A view of the exhibition.
“Noor transcends her sorrow into accepting that change is the only constant, moving toward healing by letting her emotions fly to the skies; her feelings evaporate into beautiful, colourful clouds,” Khayat concludes.
There are days that pass quickly, like the clouds shifting above us. And yet, the feelings they carry remain, held within the body, and the heart. Conversely, there are moments where everything appears unchanged, where time seems suspended. The duality, between movement and stillness, forgetting and remembering, forms the emotional core of the exhibition.
Emirati artist Noor Al Suwaidi.
Maraya Art Centre provides a platform for contemporary visual arts from the UAE, the wider MENA region, and international contexts.
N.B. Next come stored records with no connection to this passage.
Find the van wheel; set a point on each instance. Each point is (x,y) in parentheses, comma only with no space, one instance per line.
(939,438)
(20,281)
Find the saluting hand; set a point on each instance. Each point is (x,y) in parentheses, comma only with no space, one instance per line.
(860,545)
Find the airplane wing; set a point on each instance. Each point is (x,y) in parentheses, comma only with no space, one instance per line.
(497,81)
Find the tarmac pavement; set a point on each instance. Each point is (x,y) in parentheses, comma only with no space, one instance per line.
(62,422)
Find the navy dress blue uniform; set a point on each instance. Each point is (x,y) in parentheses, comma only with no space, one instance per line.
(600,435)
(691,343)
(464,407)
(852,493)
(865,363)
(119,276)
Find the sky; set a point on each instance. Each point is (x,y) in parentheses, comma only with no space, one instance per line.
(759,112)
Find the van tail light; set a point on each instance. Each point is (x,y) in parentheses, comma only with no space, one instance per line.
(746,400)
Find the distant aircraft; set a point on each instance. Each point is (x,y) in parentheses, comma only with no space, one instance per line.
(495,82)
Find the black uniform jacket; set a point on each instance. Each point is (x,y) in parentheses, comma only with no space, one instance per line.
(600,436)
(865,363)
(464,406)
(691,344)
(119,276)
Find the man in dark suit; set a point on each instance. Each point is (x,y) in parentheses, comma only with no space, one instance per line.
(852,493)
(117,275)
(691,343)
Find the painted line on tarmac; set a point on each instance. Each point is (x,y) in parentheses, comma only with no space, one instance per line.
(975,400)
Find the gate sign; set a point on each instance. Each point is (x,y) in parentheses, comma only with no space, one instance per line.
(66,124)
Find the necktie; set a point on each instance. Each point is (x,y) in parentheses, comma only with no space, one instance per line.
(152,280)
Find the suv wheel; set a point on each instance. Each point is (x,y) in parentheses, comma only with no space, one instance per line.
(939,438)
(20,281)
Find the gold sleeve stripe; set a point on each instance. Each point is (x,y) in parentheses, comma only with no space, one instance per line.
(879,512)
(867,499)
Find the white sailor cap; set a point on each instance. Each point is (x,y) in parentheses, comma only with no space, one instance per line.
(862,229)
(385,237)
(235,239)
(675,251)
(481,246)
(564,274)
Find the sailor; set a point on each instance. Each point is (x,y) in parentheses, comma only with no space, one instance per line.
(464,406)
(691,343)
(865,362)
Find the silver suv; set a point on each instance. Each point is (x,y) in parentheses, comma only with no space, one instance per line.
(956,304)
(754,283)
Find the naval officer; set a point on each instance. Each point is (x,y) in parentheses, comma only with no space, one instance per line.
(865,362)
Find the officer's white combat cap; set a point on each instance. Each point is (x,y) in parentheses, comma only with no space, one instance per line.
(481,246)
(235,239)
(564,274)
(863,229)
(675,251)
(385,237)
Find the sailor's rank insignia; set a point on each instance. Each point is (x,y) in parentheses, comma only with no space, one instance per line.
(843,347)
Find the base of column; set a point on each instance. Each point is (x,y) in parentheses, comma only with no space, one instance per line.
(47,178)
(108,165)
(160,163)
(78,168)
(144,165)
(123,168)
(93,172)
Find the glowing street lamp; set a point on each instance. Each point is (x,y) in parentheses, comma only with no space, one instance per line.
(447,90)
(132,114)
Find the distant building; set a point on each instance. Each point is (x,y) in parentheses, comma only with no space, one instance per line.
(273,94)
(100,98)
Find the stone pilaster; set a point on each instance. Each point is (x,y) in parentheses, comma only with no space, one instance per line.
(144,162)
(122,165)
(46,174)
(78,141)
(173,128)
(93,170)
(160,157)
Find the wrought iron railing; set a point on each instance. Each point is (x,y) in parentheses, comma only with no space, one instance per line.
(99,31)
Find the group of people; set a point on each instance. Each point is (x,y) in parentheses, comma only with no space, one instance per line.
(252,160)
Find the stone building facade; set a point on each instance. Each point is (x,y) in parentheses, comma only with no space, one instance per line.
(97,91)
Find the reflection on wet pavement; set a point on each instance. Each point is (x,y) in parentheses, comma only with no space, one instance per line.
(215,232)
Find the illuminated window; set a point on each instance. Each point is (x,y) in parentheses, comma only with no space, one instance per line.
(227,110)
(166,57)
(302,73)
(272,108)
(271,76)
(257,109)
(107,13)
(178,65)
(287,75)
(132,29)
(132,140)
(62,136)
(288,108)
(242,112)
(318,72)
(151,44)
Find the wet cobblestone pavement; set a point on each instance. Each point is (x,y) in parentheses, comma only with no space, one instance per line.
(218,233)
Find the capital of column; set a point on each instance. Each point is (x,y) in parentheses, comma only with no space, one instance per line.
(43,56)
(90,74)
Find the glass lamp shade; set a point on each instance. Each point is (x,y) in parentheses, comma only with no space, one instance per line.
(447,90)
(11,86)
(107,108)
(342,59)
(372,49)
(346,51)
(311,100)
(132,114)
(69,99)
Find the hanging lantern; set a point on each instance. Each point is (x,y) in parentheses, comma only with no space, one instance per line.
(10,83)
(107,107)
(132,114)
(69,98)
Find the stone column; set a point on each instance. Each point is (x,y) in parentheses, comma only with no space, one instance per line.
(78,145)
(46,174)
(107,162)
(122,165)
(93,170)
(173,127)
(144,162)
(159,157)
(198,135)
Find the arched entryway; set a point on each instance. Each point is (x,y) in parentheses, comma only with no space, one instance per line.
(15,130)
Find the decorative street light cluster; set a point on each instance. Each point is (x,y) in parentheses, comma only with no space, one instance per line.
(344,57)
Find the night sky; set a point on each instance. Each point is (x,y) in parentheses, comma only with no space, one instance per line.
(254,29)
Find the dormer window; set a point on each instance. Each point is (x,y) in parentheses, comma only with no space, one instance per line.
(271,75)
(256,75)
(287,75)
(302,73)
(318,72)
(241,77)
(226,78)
It supports artistic practice through exhibitions, commissions, and publications and also houses a resource library offering access to books on art, design and culture, delivering a year-round programme of talks, workshops, and community-based activities.
The Centre also leads the Jedariya Street Art Initiative that enlivens Sharjah’s public spaces, while engaging youth in creative expression and community awareness. On Sharjah’s Flag Island, Maraya Art Centre’s sister institution, 1971 – Design Space, is committed to the field of contemporary design. Since its establishment in 2015, the venue has presented exhibitions that explore diverse and innovative approaches to contemporary design.